Il palpa à nouveau son manteau et la sentit enfin sous les os de ses doigts.
Il renversa sa tête en arrière tout en apaisant son ventre avec la main et demanda pardon à l’eau.
Il rouvrit les yeux: un banc usagé se trouvait là à seulement quelques mètres de lui. Il le rejoignit et s’y laissa tomber, reconnaissant.
Il sortit de sa poche la petite albeisa1 transparente, et la serra contre sa poitrine.
Cette eau, cette goutte d’eau entrée par hasard dans sa vie, lui avait non seulement permis de voir au plus profond de lui-même, mais avait également été la première, un jour, à s’être manifestée à lui. Un jour où tout était encore plus monotone et plus gris que d’habitude: un jour épais et sombre comme seule sait l’être la noirceur profonde de la pensée.
Il avait entendu, ce jour-là, trois mots.
Seulement trois mots, qui bouleversèrent sa vie.
«Es-tu triste?»
Il avait regardé autour de lui, abasourdi par une telle question. Il s’en souvenait comme si c’était aujourd’hui.
Puis il avait secoué la tête. Peut-être avait-il seulement rêvé, dans le silence de la pièce vide. C’est alors que la voix se fit entendre à nouveau:
«Dis-moi, es-tu triste?»
C’était une voix. Bel et bien une voix. Et elle provenait d’une direction précise.
Il regarda dans la petite bouteille et aperçut à nouveau son reflet.
«Es-tu triste?»
Il n’y avait aucune explication à cette voix. Il n’y avait aucune explication possible, sauf une.
Hésitant et tremblant, il susurra en retour: «Oui».
C’est ainsi que cela s’est passé.
C’est ainsi que, ce jour-là, l’eau commença vraiment à lui parler.
Oh, bien entendu, tout le monde sait que les fous sont convaincus de l’existence des voix, voix qu’ils sont les seuls à entendre. Mais lui ne l’était nullement.
Quoi qu’il en soit, cela n’avait pas la moindre importance. Quel mal y avait-il à cela?
Et puis, cette goutte se mit à lui raconter tant de choses, tant de belles choses.
Pour commencer, elle le félicita de l’avoir conservée avec tendresse. Preuve de sagesse, ajouta-t-elle avec assurance.
Il conservait un souvenir très précis de ses paroles: «Les humains sont contradictoires, pour ne pas dire parfois étranges, eh oui.

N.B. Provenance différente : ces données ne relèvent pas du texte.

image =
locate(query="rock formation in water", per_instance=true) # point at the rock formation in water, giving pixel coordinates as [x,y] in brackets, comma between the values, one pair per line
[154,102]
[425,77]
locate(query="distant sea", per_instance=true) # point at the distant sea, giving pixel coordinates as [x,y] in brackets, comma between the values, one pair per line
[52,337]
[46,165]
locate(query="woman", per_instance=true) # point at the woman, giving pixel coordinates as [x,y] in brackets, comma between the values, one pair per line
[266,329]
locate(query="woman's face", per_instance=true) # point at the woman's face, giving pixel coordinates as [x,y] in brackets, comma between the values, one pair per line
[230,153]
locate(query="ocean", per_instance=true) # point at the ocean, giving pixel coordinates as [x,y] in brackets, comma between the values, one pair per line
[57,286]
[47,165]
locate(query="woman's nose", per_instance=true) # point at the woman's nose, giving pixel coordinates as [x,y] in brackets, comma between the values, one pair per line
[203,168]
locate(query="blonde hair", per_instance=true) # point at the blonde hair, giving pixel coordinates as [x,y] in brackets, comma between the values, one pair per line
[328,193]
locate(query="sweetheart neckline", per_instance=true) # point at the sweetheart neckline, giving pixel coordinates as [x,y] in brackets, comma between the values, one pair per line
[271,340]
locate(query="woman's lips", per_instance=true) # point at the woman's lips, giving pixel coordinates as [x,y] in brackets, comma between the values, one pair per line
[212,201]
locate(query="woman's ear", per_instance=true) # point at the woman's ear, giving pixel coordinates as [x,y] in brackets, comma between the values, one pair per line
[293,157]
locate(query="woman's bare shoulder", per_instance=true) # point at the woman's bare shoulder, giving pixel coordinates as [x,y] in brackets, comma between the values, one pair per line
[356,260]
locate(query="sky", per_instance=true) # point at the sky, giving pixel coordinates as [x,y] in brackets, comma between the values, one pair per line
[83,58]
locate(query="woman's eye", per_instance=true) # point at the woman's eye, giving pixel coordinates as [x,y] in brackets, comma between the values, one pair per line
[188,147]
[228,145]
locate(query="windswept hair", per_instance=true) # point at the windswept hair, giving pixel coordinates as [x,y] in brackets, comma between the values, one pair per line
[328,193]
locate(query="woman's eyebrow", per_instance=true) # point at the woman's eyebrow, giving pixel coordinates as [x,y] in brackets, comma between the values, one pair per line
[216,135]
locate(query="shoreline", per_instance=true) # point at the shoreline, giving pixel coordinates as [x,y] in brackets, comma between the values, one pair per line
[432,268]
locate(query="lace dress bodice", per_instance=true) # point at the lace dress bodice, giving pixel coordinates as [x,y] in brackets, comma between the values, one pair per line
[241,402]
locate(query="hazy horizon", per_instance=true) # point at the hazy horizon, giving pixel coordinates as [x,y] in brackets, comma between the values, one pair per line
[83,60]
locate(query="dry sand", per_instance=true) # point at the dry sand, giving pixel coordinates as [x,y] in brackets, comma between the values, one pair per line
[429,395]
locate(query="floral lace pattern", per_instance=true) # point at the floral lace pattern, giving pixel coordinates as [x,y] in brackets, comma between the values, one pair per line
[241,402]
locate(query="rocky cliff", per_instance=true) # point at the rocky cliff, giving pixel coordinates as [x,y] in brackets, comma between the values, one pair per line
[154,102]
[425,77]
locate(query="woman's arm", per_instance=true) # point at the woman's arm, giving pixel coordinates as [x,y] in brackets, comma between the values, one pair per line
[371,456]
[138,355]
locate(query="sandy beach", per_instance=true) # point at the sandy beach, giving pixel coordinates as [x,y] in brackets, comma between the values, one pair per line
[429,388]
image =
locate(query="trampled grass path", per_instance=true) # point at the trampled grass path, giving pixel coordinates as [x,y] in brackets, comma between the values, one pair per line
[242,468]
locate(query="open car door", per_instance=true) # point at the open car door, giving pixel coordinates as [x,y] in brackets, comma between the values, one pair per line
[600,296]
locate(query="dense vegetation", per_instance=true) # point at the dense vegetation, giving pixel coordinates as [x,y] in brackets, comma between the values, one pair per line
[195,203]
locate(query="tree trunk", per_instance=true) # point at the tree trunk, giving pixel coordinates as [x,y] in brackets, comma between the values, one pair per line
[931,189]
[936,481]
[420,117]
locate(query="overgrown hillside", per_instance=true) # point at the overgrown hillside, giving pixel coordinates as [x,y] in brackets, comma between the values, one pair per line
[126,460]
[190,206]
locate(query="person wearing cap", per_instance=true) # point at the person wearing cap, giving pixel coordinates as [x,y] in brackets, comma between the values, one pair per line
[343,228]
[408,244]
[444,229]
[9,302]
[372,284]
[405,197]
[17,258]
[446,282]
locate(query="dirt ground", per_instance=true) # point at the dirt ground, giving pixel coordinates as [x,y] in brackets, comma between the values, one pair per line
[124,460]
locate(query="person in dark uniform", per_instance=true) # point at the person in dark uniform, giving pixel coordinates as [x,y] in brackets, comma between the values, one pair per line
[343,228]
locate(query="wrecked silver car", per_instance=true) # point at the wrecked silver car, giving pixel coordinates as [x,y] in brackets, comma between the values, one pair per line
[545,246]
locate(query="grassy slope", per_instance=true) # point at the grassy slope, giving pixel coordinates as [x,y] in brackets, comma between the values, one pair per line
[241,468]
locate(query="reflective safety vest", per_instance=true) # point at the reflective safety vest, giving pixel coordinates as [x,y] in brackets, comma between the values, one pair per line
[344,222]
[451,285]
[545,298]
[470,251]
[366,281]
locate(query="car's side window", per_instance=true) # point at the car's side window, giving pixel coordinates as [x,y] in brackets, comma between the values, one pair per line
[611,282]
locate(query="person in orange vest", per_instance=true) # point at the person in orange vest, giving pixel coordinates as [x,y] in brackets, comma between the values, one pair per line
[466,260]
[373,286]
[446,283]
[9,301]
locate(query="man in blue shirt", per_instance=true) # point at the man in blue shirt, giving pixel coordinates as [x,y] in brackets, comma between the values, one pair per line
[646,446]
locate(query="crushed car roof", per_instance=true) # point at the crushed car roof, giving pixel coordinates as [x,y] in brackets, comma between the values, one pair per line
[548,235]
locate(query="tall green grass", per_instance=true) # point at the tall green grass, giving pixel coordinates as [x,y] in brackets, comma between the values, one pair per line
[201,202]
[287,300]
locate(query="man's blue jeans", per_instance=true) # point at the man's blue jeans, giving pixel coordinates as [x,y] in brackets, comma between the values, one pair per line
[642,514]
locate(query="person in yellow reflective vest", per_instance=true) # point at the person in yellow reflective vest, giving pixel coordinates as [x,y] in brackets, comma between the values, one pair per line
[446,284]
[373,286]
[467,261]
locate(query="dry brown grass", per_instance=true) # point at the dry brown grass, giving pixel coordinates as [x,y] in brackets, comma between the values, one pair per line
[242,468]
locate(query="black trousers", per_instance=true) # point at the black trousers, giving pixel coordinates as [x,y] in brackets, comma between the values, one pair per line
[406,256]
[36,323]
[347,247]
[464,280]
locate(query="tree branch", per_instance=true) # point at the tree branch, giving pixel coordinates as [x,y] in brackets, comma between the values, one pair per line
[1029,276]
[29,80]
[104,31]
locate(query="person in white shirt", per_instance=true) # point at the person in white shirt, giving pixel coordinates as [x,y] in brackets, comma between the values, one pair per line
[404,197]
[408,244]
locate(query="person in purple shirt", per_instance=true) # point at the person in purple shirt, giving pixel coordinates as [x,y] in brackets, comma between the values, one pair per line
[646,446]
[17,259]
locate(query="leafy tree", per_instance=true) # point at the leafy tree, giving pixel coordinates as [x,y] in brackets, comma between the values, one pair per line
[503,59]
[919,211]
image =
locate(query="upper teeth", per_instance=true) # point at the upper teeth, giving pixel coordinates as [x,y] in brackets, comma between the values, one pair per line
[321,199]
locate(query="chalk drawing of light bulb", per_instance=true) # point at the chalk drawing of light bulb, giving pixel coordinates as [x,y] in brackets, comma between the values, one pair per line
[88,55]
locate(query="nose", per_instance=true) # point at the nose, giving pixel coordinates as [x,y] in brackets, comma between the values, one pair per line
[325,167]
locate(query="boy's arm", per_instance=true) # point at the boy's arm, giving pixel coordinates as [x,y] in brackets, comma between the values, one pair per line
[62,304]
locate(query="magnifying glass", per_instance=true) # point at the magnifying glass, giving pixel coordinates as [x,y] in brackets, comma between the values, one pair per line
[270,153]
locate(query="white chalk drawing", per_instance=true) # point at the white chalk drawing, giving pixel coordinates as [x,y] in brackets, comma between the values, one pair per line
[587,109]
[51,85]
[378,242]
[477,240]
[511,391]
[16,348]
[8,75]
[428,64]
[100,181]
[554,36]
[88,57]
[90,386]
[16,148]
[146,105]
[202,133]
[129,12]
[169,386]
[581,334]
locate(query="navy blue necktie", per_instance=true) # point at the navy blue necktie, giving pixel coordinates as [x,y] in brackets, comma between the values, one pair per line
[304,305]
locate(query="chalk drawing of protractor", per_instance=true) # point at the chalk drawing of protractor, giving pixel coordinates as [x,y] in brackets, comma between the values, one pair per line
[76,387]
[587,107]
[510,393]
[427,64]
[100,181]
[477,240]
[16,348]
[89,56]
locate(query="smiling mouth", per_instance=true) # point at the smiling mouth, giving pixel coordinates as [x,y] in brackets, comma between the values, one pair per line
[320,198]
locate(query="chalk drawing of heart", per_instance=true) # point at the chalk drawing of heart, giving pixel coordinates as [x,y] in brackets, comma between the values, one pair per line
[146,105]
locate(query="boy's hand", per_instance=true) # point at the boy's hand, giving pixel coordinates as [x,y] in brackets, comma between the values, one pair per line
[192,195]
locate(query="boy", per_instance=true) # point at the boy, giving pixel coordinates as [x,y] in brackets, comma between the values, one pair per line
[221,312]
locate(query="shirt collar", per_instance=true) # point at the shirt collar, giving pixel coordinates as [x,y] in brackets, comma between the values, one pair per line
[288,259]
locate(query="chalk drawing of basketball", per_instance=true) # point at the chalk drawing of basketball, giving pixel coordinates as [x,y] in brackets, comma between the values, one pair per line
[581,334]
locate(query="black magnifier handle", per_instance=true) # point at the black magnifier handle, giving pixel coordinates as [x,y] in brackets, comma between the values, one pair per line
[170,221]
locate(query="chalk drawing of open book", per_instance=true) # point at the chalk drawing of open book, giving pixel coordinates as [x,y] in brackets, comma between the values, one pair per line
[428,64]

Sans vouloir t’offenser, bien sûr: c’est un simple constat. Il leur arrive de croire en de simples pierres précieuses telles que les émeraudes, les saphirs, les rubis, sans se rendre compte que ces dernières ne sont dans le fond que carbone: fossilisé, jeune et inexpérimenté. Alors que moi je suis l’eau et j’existe depuis la nuit des temps. C’est moi qui suis à l’origine de la vie sur la planète, et sans moi, il n’y a rien qui ne puisse vivre longtemps: si je viens à manquer, chaque être meurt. Même l’arbre, qui ensuite devient carbone et même diamant au fil des siècles. Mais auparavant, il était vivant: j’étais donc déjà là.